Postgres¶

The rivet-postgres plugin provides both a compute engine and a catalog for PostgreSQL. It supports async connection pooling, server-side cursors for streaming large result sets, and all seven write strategies.

pip install 'rivetsql[postgres]'

Engine Configuration¶

The PostgreSQL engine automatically inherits connection parameters from PostgreSQL catalogs it references. You can configure connection in three ways:

Inherit from Catalog (Recommended)Override Catalog SettingsExplicit Configuration

default:
  catalogs:
    - name: warehouse
      type: postgres
      options:
        host: localhost
        port: 5432
        database: analytics
        user: rivet_user
        password: ${PGPASSWORD}
        schema: public

  engines:
    - name: pg
      type: postgres
      catalogs: [warehouse]
      options:
        # Connection params inherited from 'warehouse' catalog
        statement_timeout: 60000
        pool_min_size: 2
        pool_max_size: 10

default:
  catalogs:
    - name: warehouse
      type: postgres
      options:
        host: localhost
        port: 5432
        database: analytics
        user: rivet_user
        password: ${PGPASSWORD}

  engines:
    - name: pg
      type: postgres
      catalogs: [warehouse]
      options:
        # Override specific params from catalog
        database: analytics_prod
        user: engine_user
        password: ${ENGINE_PASSWORD}
        pool_min_size: 2

default:
  engines:
    - name: pg
      type: postgres
      options:
        host: localhost
        port: 5432
        database: analytics
        user: rivet_user
        password: ${PGPASSWORD}
        statement_timeout: 60000
        pool_min_size: 2
        pool_max_size: 10
      catalogs: [warehouse]

When an engine references a catalog of the same type (e.g., postgres engine + postgres catalog), connection parameters (host, port, database, user, password) are automatically inherited from the catalog. Engine options always take precedence, allowing selective overrides.

Engine Options¶

Option	Type	Default	Description
`conninfo`	`str`	—	PostgreSQL connection string (alternative to individual parameters)
`host`	`str`	`"localhost"`	Server hostname (inherited from catalog if not specified)
`port`	`int`	`5432`	Server port (inherited from catalog if not specified)
`database`	`str`	`""`	Database name (inherited from catalog if not specified)
`user`	`str`	`""`	PostgreSQL username (inherited from catalog if not specified)
`password`	`str`	`""`	PostgreSQL password (inherited from catalog if not specified, supports `${ENV_VAR}`)
`statement_timeout`	`int`	`None`	Query timeout in ms
`pool_min_size`	`int`	`1`	Min async pool connections
`pool_max_size`	`int`	`10`	Max async pool connections
`application_name`	`str`	`"rivet"`	Visible in `pg_stat_activity`
`connect_timeout`	`int`	`30`	Connection timeout in seconds
`fetch_batch_size`	`int`	`10000`	Rows per batch for server-side cursors
`concurrency_limit`	`int`	`1`	Max fused groups executing in parallel. Match your connection pool size, typically `2`–`8`.

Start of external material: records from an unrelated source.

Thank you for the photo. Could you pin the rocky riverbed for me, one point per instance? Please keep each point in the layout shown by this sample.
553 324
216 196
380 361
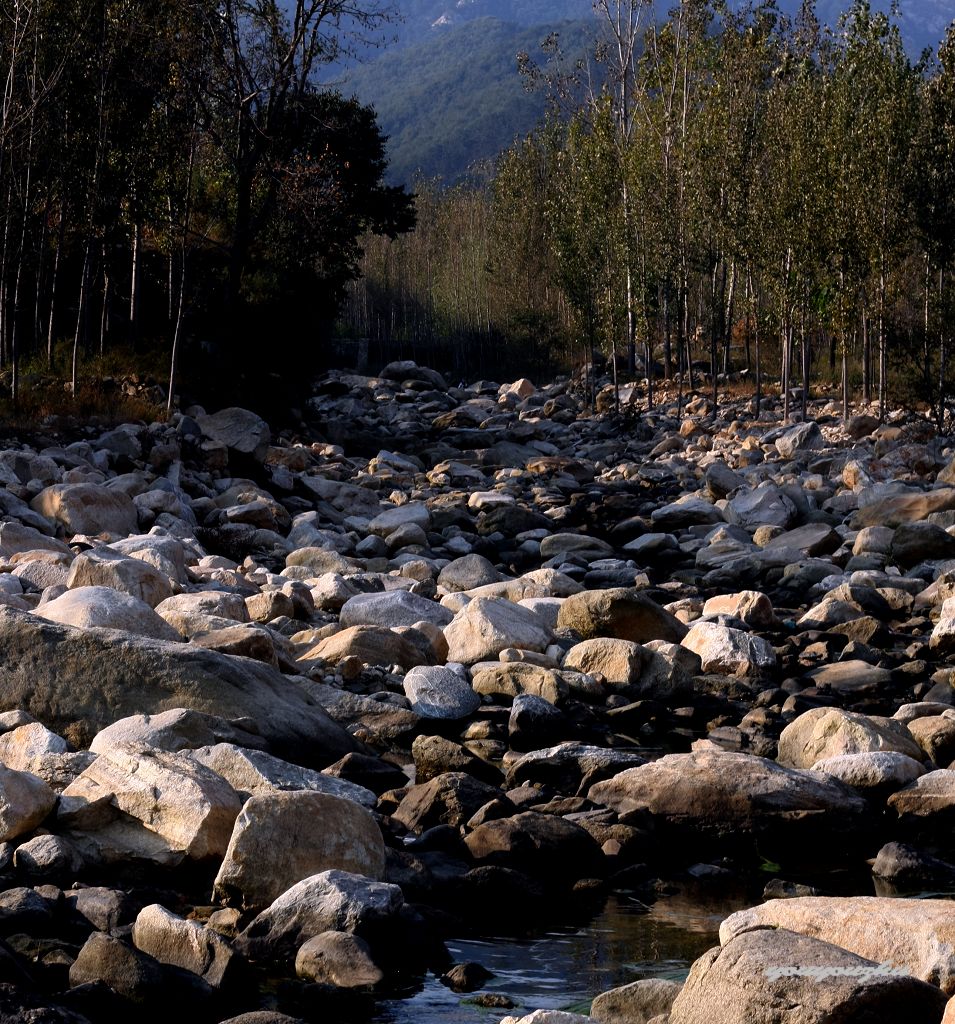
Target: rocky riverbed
279 715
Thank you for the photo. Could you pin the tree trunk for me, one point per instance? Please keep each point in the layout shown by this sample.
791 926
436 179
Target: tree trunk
882 353
728 320
81 318
134 286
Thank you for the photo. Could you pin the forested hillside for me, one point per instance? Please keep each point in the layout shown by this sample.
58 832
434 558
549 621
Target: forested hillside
446 89
172 173
457 99
787 212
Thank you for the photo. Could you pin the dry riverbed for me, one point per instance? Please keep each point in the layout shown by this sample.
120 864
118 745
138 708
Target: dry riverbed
279 716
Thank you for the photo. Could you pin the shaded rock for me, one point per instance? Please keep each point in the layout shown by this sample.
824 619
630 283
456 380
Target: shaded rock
439 692
337 958
77 682
330 901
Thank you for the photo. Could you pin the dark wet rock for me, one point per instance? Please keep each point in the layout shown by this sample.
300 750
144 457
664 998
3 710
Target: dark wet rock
450 799
78 682
330 901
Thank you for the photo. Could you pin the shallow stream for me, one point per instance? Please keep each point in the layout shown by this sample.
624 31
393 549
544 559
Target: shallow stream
565 969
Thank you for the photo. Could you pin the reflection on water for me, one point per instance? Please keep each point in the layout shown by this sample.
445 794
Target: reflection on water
565 970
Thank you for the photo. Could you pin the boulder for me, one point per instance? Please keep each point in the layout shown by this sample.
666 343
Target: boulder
187 944
106 607
828 732
619 612
281 838
77 682
152 805
727 795
486 626
915 935
88 508
726 651
330 901
776 976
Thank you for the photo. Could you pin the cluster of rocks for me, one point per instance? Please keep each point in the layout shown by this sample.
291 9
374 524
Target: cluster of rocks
276 716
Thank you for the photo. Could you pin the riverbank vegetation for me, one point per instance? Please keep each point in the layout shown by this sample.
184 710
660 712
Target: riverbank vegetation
729 188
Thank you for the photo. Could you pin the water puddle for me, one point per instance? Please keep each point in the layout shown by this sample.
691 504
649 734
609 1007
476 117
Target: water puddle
565 969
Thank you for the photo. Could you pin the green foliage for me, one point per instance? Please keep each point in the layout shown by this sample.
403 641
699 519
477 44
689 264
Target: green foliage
454 99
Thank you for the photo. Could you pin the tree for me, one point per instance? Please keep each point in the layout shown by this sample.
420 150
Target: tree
266 56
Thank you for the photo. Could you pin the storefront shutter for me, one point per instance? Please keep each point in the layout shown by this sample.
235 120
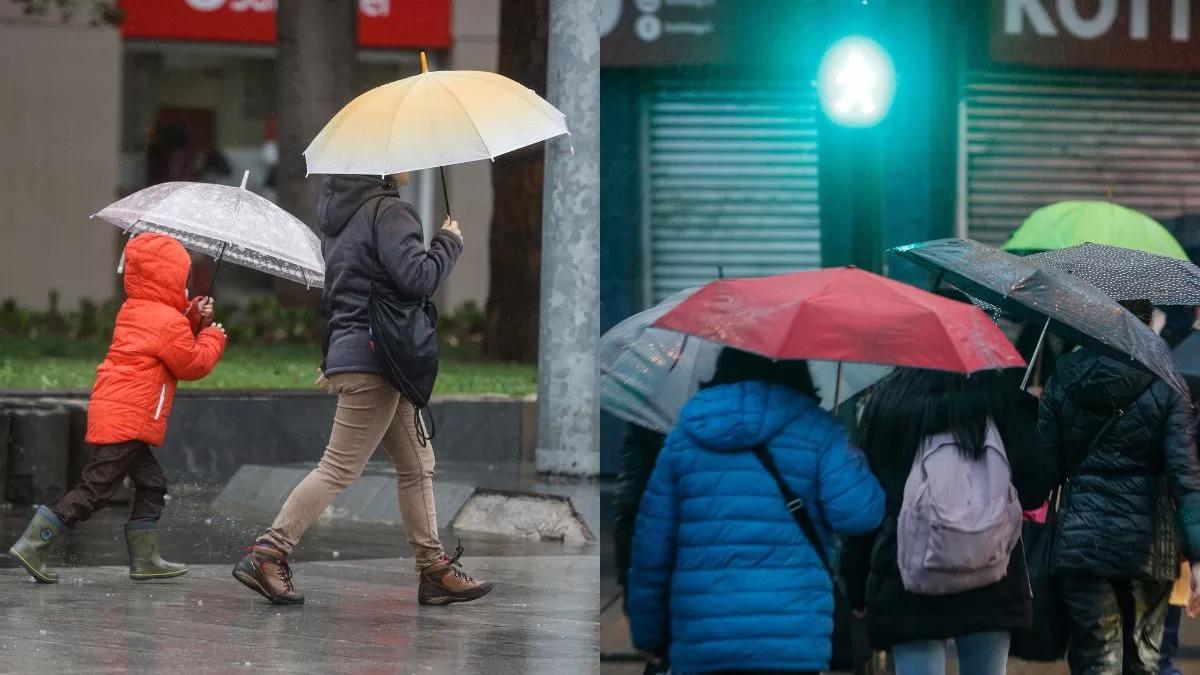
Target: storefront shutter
1044 138
730 181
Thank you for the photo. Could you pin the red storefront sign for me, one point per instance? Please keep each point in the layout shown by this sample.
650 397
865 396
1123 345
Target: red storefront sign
1162 35
382 23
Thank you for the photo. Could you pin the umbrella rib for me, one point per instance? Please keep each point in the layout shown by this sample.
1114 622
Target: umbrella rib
395 115
534 95
463 106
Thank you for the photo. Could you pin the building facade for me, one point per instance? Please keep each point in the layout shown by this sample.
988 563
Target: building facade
82 106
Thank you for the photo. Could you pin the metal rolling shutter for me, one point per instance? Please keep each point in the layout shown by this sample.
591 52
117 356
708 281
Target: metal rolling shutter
1038 139
731 181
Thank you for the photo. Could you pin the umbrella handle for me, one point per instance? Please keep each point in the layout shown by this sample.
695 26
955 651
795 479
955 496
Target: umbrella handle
445 192
837 390
1037 353
216 269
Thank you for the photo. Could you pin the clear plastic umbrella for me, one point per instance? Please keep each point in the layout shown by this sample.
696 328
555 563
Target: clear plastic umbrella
648 374
228 223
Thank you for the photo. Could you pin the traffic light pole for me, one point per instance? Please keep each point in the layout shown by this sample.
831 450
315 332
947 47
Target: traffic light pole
851 173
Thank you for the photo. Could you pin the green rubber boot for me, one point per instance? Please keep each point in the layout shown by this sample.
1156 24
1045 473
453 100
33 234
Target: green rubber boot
43 531
145 563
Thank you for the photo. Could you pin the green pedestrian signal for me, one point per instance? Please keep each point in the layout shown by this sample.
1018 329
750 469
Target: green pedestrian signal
856 82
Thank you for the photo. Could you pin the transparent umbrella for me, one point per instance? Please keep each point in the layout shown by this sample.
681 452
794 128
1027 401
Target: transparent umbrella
228 223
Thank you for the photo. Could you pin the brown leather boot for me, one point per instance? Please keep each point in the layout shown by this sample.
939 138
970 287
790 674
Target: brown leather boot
265 571
444 583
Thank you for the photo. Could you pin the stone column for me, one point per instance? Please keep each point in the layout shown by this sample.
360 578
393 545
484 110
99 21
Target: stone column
568 406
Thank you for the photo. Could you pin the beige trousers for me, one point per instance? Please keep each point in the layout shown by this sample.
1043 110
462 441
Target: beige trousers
369 411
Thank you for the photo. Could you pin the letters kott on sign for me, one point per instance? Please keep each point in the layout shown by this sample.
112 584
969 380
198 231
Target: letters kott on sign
1161 35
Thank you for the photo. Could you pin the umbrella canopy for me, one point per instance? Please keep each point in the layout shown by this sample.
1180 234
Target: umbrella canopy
229 223
844 315
430 120
648 374
1068 223
1077 310
1126 274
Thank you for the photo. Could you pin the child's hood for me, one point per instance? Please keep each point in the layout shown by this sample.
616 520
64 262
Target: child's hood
745 414
156 269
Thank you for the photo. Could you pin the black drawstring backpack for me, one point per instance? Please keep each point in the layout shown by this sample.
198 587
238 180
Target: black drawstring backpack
403 339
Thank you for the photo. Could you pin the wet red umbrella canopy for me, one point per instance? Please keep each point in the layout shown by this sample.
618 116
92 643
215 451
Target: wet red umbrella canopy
844 315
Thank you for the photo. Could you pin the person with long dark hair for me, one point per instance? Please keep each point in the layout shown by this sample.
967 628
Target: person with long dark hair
977 416
721 574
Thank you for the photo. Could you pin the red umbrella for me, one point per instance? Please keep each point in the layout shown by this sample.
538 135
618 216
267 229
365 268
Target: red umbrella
844 315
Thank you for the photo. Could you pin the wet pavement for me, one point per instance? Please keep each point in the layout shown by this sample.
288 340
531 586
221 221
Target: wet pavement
193 532
361 614
360 617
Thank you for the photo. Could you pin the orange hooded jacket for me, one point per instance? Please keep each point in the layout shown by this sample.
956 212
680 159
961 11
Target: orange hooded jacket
154 346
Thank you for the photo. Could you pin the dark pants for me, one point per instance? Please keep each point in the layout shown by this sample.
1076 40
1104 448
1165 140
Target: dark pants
1116 625
1170 640
108 467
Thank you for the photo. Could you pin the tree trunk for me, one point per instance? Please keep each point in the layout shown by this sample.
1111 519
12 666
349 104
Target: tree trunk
515 242
317 42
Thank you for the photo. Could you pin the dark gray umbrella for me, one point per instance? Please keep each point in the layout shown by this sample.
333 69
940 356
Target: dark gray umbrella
1128 274
1069 306
1187 360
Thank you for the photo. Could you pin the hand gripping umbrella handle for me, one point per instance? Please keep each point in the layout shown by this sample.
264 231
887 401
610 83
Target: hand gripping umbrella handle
1037 353
445 192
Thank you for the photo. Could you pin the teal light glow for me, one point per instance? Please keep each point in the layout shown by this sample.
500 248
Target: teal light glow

Connection parameters (host, port, database, user, password) are automatically inherited from any PostgreSQL catalog referenced in the engine's catalogs list. Engine options always take precedence for overrides. You can also use conninfo for a complete connection string, but this disables catalog inheritance.

Supported Write Strategies¶

All seven: append, replace, truncate_insert, merge, delete_insert, incremental_append, scd2

Cross-Catalog Adapters¶

Adapter	Requires	Description
`PostgresLocalAdapter`	—	Native SQL read/write for Postgres engine → Postgres catalog
`PostgresDuckDBAdapter`	`duckdb`	Read Postgres from DuckDB via `postgres_scanner`
`PostgresPySparkAdapter`	`pyspark`	Read/write Postgres from PySpark via JDBC
`PostgresCrossJointAdapter`	—	Cross-engine joins between Postgres and other engines

The PostgresLocalAdapter supports native SQL write for replace, append, and truncate_insert strategies — the fused SQL is embedded directly into the write DDL, eliminating the Arrow round-trip. See Native SQL Write Optimization for details.

Catalog Configuration¶

default:
  catalogs:
    - name: warehouse
      type: postgres
      options:
        host: localhost
        database: analytics
        port: 5432
        user: rivet_user
        password: ${PGPASSWORD}
        schema: public
        ssl_mode: prefer

Catalog Options¶

Option	Required	Type	Default	Description
`host`	yes	`str`	—	Server hostname
`database`	yes	`str`	—	Database name
`port`	no	`int`	`5432`	Server port
`schema`	no	`str`	`"public"`	Default schema
`ssl_mode`	no	`str`	`"prefer"`	SSL mode
`read_only`	no	`bool`	`false`	Read-only connections

Credential Options¶

Option	Description
`user`	PostgreSQL username
`password`	PostgreSQL password (supports `${ENV_VAR}`)

Capabilities¶

Operation	Supported
List tables
Get schema
Get metadata
Test connection

Complex Type Support¶

PostgreSQL supports array types using the type[] syntax:

Arrays: integer[], text[], timestamp[], etc.
Arrays are automatically mapped to Arrow list types during schema introspection

PostgreSQL does not have native struct types. JSONB columns remain mapped to large_utf8 (string) because JSONB is schema-less and Arrow requires fixed schemas.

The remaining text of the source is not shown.